Commercial and residential buildings account for about 13 percent of greenhouse gas emissions. That might not sound like much, but it’s something that many of us can feasibly reduce by making our homes and businesses more energy efficient.  President Biden’s monster bill, The Inflation Reduction Act, helps us to do just that. Tax credits and rebates financially empower us to make improvements we’ve probably been wanting to make. 

The tax credits will apply to purchases made on January 1 of  2023 and thereon until the end of 2032, but you won’t actually receive any credit until you file for your taxes in 2024. The rebate program will become operative sometime in 2023, depending on how quickly your state government implements it. So if you hear anyone complaining about how the IRA hasn’t reduced inflation yet (and amazingly enough I have heard some Republican pundits doing just that), feel free to remind them that it hasn’t gone into effect yet. Not that it will have an instantaneous effect. 

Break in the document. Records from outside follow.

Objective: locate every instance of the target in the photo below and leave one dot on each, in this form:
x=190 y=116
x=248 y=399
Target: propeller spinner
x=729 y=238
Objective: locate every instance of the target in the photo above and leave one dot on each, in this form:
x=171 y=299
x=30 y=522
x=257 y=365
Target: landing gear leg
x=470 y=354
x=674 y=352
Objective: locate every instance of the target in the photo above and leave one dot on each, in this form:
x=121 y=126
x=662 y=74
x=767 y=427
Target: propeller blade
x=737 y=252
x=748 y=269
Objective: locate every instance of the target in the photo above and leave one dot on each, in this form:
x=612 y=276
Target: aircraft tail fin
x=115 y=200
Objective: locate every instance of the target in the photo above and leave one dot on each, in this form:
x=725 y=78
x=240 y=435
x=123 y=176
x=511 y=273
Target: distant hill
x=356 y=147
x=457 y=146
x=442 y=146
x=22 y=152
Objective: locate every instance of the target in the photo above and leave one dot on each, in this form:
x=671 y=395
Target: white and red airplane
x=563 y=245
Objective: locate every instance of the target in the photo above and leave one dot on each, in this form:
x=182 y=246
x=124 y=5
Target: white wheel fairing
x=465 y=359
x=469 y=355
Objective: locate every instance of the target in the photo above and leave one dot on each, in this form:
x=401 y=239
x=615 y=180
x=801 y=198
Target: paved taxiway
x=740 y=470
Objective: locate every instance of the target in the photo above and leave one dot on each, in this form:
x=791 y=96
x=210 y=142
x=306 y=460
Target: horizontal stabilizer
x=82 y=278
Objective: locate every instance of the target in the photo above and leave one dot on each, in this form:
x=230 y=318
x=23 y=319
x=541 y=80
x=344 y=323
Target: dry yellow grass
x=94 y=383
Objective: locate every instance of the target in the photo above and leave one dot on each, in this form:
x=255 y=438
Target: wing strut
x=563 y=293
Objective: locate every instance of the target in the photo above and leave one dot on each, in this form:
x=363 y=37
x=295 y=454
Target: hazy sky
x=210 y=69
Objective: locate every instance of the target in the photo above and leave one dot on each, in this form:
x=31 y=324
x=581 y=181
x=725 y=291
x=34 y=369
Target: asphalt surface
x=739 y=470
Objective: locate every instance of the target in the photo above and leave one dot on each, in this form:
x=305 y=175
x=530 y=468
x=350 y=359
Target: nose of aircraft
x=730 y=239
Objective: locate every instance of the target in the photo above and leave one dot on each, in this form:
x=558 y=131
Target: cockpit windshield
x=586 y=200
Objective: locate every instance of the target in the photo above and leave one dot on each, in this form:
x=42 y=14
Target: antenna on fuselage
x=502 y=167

The difference between tax credits and rebates are pretty much what you’d think. Credits are deducted from the taxes you owe. People who owe little or no taxes are better off participating in the rebate program. Rebates are everyone’s favorite, of course. At the point of sale, you should be able to apply the rebate to the purchase. No delayed gratification!

The Energy Efficient Home Improvement Tax Credit program has been around for a long time, but the IRA increased its cap from a one-time $500 to $1,200 that you can potentially claim every year until the end of 2032. This covers new doors and windows, home energy audits, electric panels and other measures that increase energy efficiency. If you want heat pumps or hot water heat pumps and your income is high enough that you don’t qualify for the rebate program, you can get a tax credit of $2,000 for those appliances.

When you’re claiming a tax credit on your tax return, you don’t have to provide documentation of your purchase, but you better keep receipts where you can find them in case you’re audited. 

Now for the rebates. There is $1,600 available for insulating and sealing your building. You get up to $8,000 towards the purchase and installation of heat pumps. (Our heat pump system at home cost a total of $7,600, but that was about ten years ago.) There’s also $1,750 for a heat pump water heater—that should cover the purchase of the water heater but not the installation. $840 is available for people who buy a heat-pump clothes dryer; same for purchasing an electric stove, including induction ranges.

All this electric stuff might require an electrical panel upgrade, so there’s up to $4,000 available to help with that. All these rebates add up. Homeowners can collect up to $14,000 between whenever the program gets up and running in your state and September 30, 2031. 

California will probably be one of the first states to implement the rebate program. I imagine there will be a lot of publicity when that happens. Start thinking and planning now. Making our residential and commercial buildings as energy-efficient as possible reduces our footprint and also makes energy-efficient appliances more popular and competitive. A future column will investigate recycling and repurposing our old stuff.